In The Legend of Zorro, a fabulous drag queen (Antonio Banderas) saves Mexican California from Slovenian soap terrorists while riding a pipe-smoking stallion on top of a speeding train. The drag queen, Zorro, is married to the equally heroic Catherine Zeta-Jones, a busty, sword-fighting spy who goes undercover as a terrorist's wife to protect the secret identity of Zorro and save America. And that's not all—Zorro's ambitious toddler son is caught in the middle, confused by his father's sudden superheroic absences and the playacting affections of his terrorist-swindling mother.

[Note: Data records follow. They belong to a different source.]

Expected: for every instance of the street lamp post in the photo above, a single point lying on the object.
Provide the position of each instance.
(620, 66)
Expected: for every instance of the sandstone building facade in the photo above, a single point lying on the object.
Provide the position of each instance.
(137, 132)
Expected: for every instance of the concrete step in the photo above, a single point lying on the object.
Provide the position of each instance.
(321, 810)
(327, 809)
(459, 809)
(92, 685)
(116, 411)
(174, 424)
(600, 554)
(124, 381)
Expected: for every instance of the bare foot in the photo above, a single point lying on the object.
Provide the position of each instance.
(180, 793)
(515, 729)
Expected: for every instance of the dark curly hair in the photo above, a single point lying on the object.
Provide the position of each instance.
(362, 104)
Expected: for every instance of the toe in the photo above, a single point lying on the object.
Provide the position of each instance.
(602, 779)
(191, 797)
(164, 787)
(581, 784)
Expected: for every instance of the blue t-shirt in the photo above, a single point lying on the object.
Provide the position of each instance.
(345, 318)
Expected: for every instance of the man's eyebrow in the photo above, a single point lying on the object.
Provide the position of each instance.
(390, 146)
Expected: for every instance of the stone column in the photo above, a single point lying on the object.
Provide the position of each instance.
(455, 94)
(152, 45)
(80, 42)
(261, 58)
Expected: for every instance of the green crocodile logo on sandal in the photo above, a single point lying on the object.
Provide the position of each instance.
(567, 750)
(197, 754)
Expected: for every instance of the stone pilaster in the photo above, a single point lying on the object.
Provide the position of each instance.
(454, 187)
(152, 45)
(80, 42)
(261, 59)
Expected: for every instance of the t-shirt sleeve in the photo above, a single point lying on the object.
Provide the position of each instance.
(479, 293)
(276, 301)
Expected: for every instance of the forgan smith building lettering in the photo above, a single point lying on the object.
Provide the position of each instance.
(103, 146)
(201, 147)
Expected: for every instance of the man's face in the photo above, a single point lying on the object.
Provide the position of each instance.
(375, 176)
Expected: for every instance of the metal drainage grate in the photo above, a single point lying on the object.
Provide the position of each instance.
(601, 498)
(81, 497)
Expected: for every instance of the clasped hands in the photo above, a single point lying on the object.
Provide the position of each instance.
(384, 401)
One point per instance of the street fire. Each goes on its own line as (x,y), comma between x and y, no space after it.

In the end, the Slovenians are defeated by the holy trinity of the Zorro family, the governor of California finally declares his land an American state, and in a weird turn of fate, the heroes, by saving the future of Californian democracy, inadvertently pave the way for Arnold Schwarzenegger's rise to political stardom.
In short, Zorro—which is sort of a romantic comedy woven into an action-adventure flick woven into a cartoon woven into a conspiratorial thriller woven into a parable about family life—is one weird-ass movie. At least the action choreography was slick (even if I'm convinced that every single gun-slinging, mustache-wearing, evil-doing desert pirate was played by one of Britney Spears' backup dancers). Slovenians, Spaniards, Mexicans, Americans, and the French all speak English in hodgepodge accents that could only be born in Los Angeles, and at the end of the movie, a Mexican priest magically transforms into a fast-talking toughie from the Bronx. Finally, I'm pretty sure that the whole point of Zorro is to be a moralizing fable meant to soothe the anxiety of latchkey kids by painting noble pictures of parents working late hours.
But in the end, I like what the people like—and if the audience's wild applause is any indication, the people like it best when a horse jumps from the top of a cliff onto the top of a speeding train and whinnies triumphantly. Oh, I wish I was a child again, so all of it could make sense.